Mogren and other federal officials said they were impressed with the civility of the crowds and the depth of their knowledge. Several noted that nearly everyone expressed a desire to save salmon, but few expressed a willingness to give up anything.
Save the salmon but don't cut harvests was the message in Alaska. Save the salmon but don't take more water from farmers or restrict land use was the message in Idaho. Save the salmon but don't breach the dams was the message in Clarkston.
In fact, everyone is going to have to give up something, whether or not the dams are breached, said Brian Gorman, Seattle spokesman for the fisheries service.
"We got where we are with salmon because as a region, we were oblivious to what we were doing to the ecosystem," Gorman said. "We're going to have to change that if we're going to save the salmon."

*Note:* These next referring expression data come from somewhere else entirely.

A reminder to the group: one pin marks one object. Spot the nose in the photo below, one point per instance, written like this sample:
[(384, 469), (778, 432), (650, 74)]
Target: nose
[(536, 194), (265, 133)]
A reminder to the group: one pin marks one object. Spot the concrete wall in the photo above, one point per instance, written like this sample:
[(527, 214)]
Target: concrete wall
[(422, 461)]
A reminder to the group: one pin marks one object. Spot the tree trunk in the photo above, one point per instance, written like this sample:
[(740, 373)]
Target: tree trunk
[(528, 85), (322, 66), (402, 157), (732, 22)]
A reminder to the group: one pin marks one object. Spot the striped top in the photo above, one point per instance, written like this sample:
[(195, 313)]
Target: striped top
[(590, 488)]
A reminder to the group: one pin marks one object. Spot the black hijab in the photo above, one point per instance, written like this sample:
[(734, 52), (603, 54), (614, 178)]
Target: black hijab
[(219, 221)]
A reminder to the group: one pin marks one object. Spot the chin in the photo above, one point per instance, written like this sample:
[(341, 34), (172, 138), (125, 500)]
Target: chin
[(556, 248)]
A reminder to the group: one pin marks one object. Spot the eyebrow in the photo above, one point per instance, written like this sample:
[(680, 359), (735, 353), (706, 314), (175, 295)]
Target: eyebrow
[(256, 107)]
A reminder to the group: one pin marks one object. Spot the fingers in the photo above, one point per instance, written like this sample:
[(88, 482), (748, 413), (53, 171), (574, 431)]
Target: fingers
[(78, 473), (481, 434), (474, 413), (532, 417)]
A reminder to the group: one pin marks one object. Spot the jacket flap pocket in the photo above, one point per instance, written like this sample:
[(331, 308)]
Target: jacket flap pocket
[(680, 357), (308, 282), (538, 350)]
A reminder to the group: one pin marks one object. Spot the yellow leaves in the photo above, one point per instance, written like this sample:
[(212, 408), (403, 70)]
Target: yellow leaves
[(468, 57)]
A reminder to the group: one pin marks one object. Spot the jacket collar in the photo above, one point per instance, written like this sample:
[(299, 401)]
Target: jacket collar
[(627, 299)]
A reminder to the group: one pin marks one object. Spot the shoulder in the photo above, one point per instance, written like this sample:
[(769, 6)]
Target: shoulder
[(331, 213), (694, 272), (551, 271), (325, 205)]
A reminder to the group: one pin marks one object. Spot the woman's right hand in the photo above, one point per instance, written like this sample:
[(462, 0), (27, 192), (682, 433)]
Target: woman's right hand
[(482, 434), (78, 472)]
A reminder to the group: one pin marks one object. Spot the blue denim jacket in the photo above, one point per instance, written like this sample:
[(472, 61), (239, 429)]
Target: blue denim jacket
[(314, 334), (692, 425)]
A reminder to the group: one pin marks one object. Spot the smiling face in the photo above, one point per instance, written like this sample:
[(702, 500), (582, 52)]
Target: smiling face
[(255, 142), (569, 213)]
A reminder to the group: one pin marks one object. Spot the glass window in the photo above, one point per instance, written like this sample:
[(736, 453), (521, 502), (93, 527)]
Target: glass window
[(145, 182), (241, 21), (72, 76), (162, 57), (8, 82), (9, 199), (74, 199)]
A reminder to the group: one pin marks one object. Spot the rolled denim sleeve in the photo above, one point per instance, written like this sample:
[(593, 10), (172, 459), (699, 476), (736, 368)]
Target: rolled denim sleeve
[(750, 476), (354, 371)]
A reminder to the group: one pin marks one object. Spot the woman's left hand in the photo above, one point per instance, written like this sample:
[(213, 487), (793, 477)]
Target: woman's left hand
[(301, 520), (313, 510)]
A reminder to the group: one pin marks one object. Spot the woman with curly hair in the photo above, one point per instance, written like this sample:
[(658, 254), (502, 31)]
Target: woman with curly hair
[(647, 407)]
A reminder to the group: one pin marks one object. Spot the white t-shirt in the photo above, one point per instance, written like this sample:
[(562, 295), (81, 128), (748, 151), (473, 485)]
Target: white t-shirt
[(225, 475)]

Of the hundreds of speakers he heard at five meetings, Mogren said the one who stands out was a man who listened in Clarkston, Wash., before testifying in his own community. Like nearly everyone at the Astoria hearing, the commercial fisherman spoke in favor of breaching, but said he empathized with the concerns of farmers and pulp workers.
"He took the time to listen to the other side of the issue," Mogren said. "That impresses me."